Mozilla’s flagship datacenter, SCL3, underwent its first major stress test yesterday. Lucky for us, we had the advantage of knowing it was coming. The facility operators had scheduled significant electrical power maintenance which would result in the sequential shutdown of both our primary and secondary power feeds. We would need to absorb several power “failures” as we transferred back and forth between feeds over a 24-hour period.

fox2mike is a jerk

 

From day one, we designed our infrastructure for maximum redundancy. Every power branch is color-coded, from the PDU to the overhead bus and even right down to the equipment cords. This allows us, at a glance, to determine exactly which power supply on each server will be impacted by an electrical event anywhere in the facility. It also helps avoid operator error by providing visual confirmation when equipment is properly cabled. In the case of this maintenance, these visual cues dramatically simplified our pre-game audit and let us sleep peacefully the night before.

mozilla-power-colors

 

So, how did we do? Well, we learned a few lessons:

Cheap comes at a price

Although the vast majority of our hardware is datacenter-class, there are a few legacy servers which lack the redundant power supplies to ride out an event like this. For these servers, we rely on Automatic Transfer Switches to provide external failover on an as-needed basis. To be fully effective, this technology generally requires phase synchronization between the power branches… a complex capability not included in our design for this facility. As a result, our success rate during the transfer was about 90% (a good score on your CCIE exam, but not down in the trenches). Two devices were powercycled due to slow failover, but at least the ATS enabled an immediate, automated recovery.

Quality control matters

My biggest fear during datacenter maintenance is the human factor. Our racks are dense, and it’s surprisingly easy to knock a power cord loose while you’re shoulder-deep in copper spaghetti. We take advantage of several innovations to physically protect our cabling against drive-by disconnections. For the power cords, we use retention sleeves to ensure a more resilient mechanical connection.

mozilla-retention-sleeves

Our first batch, however, had some loose manufacturing tolerances. After application, the cord may visually appear to be fully inserted without having made an actual electrical connection. Because our equipment has multiple PSUs, the absence of a single power feed could potentially go unnoticed… until that feed is the only one left. As a result of this oversight, we lost two additional devices on the floor, and they took an outage when the redundant power was cut.
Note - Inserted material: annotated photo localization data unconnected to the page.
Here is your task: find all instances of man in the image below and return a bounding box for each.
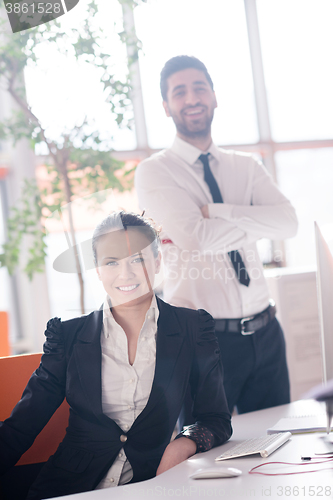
[135,55,298,419]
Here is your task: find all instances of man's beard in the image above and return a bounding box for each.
[175,122,212,139]
[172,108,214,139]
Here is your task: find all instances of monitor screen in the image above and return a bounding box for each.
[315,221,333,383]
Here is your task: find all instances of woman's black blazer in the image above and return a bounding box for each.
[0,297,232,499]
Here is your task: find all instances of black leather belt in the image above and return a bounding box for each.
[214,300,276,335]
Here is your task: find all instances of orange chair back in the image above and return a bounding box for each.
[0,353,69,465]
[0,312,10,357]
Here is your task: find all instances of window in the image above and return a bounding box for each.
[257,0,333,142]
[135,0,258,148]
[276,148,333,268]
[24,0,136,153]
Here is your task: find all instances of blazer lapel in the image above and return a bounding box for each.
[71,298,185,428]
[133,297,185,426]
[72,310,108,422]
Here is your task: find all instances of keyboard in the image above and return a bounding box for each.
[215,432,292,461]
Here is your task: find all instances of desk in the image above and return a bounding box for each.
[50,400,333,500]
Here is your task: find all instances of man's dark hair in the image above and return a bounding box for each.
[160,55,214,101]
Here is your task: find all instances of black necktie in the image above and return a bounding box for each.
[199,153,250,287]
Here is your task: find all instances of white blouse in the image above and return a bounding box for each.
[96,295,159,489]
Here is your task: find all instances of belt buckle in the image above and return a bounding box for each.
[240,316,255,335]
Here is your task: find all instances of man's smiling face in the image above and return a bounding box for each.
[163,68,217,139]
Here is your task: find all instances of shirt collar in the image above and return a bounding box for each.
[102,294,159,338]
[171,135,220,166]
[145,294,160,324]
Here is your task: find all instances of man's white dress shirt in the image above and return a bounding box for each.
[96,295,159,489]
[135,136,298,319]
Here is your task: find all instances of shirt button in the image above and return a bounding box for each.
[120,435,127,443]
[128,405,132,409]
[124,425,129,430]
[109,478,114,483]
[129,379,134,383]
[118,452,123,458]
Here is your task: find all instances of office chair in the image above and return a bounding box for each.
[0,353,70,500]
[0,313,10,357]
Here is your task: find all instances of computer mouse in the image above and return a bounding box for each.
[190,466,242,479]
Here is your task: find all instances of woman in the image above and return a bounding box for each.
[0,211,232,499]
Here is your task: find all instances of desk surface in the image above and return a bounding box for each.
[50,400,333,500]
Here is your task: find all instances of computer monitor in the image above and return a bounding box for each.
[315,221,333,383]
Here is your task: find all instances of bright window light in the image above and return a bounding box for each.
[134,0,259,149]
[24,0,136,152]
[257,0,333,142]
[276,148,333,268]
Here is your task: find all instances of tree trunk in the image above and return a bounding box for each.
[61,164,85,315]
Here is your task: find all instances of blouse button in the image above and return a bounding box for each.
[120,434,127,443]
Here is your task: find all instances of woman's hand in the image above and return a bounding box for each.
[156,437,197,476]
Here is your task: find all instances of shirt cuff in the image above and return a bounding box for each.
[174,424,215,453]
[208,203,233,220]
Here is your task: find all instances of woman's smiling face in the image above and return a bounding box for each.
[95,227,161,306]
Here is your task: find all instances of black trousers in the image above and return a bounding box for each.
[179,317,290,428]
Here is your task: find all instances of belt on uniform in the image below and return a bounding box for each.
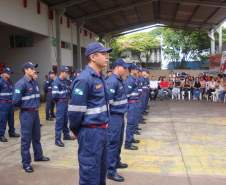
[128,100,139,103]
[57,98,68,102]
[82,123,108,129]
[0,100,12,103]
[21,108,38,112]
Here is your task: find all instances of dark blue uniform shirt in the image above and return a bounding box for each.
[68,65,109,132]
[105,73,128,114]
[125,75,140,100]
[13,76,40,109]
[52,77,70,101]
[0,77,14,110]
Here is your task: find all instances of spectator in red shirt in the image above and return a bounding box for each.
[159,77,171,99]
[159,78,170,89]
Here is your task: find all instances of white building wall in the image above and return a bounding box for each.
[0,27,51,89]
[0,0,49,36]
[0,0,98,74]
[61,49,73,66]
[60,16,71,43]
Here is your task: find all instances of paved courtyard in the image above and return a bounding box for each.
[1,101,226,185]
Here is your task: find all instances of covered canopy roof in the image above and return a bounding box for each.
[42,0,226,35]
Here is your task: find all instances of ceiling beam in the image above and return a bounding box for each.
[171,2,180,26]
[153,0,161,22]
[199,7,221,29]
[184,5,200,27]
[75,0,157,21]
[50,0,89,9]
[111,0,129,26]
[161,0,226,8]
[134,6,142,22]
[93,0,118,28]
[105,19,213,35]
[203,7,221,23]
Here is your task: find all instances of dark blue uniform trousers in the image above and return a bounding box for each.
[141,93,146,114]
[55,101,70,142]
[78,127,107,185]
[107,113,124,175]
[136,100,143,129]
[20,111,43,168]
[45,94,55,119]
[117,118,125,165]
[144,90,149,110]
[125,102,138,147]
[0,106,15,137]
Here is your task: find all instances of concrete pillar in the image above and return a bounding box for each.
[76,24,82,69]
[151,49,155,63]
[209,29,215,54]
[157,49,160,63]
[154,48,157,63]
[218,25,223,53]
[55,9,64,69]
[70,23,74,68]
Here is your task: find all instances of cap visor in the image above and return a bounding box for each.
[99,48,112,53]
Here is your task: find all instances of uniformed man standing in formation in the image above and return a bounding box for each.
[68,42,112,185]
[13,62,49,173]
[137,68,145,127]
[44,71,56,121]
[106,58,129,182]
[52,66,73,147]
[0,67,20,142]
[142,69,150,114]
[125,64,140,150]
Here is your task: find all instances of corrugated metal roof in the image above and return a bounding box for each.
[42,0,226,35]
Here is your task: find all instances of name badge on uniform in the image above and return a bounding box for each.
[95,84,102,89]
[36,86,39,91]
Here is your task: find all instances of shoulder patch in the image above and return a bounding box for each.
[109,89,115,93]
[15,89,21,94]
[74,88,84,96]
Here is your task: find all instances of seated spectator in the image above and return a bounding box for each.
[181,78,192,100]
[192,77,201,100]
[199,77,207,98]
[149,76,159,100]
[214,78,224,102]
[172,77,181,100]
[159,77,171,98]
[206,77,216,99]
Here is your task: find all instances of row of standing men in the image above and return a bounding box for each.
[0,42,150,185]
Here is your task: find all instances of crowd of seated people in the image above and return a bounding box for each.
[149,72,226,102]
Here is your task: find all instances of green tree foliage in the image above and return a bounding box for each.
[110,32,160,62]
[110,27,210,64]
[161,28,209,62]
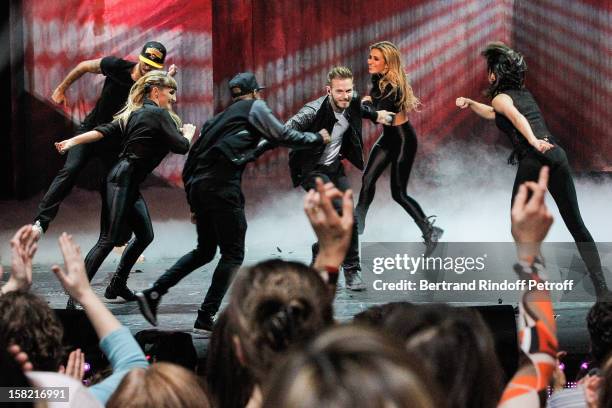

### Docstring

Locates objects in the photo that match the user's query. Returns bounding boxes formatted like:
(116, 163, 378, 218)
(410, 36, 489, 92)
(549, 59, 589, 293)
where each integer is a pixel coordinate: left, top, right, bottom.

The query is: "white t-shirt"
(318, 111, 349, 166)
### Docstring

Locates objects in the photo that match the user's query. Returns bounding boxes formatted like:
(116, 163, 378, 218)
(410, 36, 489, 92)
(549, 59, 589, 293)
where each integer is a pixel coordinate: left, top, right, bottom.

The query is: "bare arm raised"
(456, 97, 496, 120)
(51, 58, 102, 107)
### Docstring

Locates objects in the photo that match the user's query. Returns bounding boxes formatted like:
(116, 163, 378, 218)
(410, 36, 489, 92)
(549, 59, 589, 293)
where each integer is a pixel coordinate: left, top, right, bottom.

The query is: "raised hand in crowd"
(1, 225, 37, 294)
(58, 348, 86, 381)
(510, 166, 553, 260)
(52, 233, 121, 338)
(304, 178, 354, 272)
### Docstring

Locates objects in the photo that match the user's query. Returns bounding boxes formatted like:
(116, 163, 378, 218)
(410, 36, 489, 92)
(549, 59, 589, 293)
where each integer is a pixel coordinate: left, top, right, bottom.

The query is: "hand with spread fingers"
(1, 225, 38, 294)
(59, 348, 86, 381)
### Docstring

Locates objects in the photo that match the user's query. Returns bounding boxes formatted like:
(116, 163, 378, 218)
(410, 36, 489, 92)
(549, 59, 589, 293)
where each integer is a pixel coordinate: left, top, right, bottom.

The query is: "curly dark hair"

Despite these issues, we continued to serve full production load out of this facility for the duration of the maintenance. Our core, backbone, and high-density equipment functioned exactly as designed, and that instills a lot of confidence as we move forward. The incidents we did encounter helped to highlight possible shortcomings, and it only improves our design and response in the future.

 

2 responses

  1. Cristian wrote on :

    Hi Derek,

    nice post, one note about you not being able to see if power works for one off the power supplies, your servers should have a management software from the vendor, and that server can tell you if the power supplies are working as expected, for example , Dell has Dell Open manage, others must have some other forms of impi management software that can tell if you have power or not, also you can always check the stats on the powerbar :)

    Cheers,

    1. Derek Moore wrote on :

      Christian, thanks for bringing this up. It’s a great point that I didn’t cover in the original post.

      We’re primarily an HP shop here, and the internal HP health monitors are crucial for monitoring the redundancy of both our power and network configurations. As you mentioned, many generic IPMI implementations have similar support. Our network vendor of choice, Juniper, offers even more detailed hardware health analysis.

      While the devices mentioned in my post were either too old or too specialized to offer these features, we definitely consider them mandatory for “production” equipment.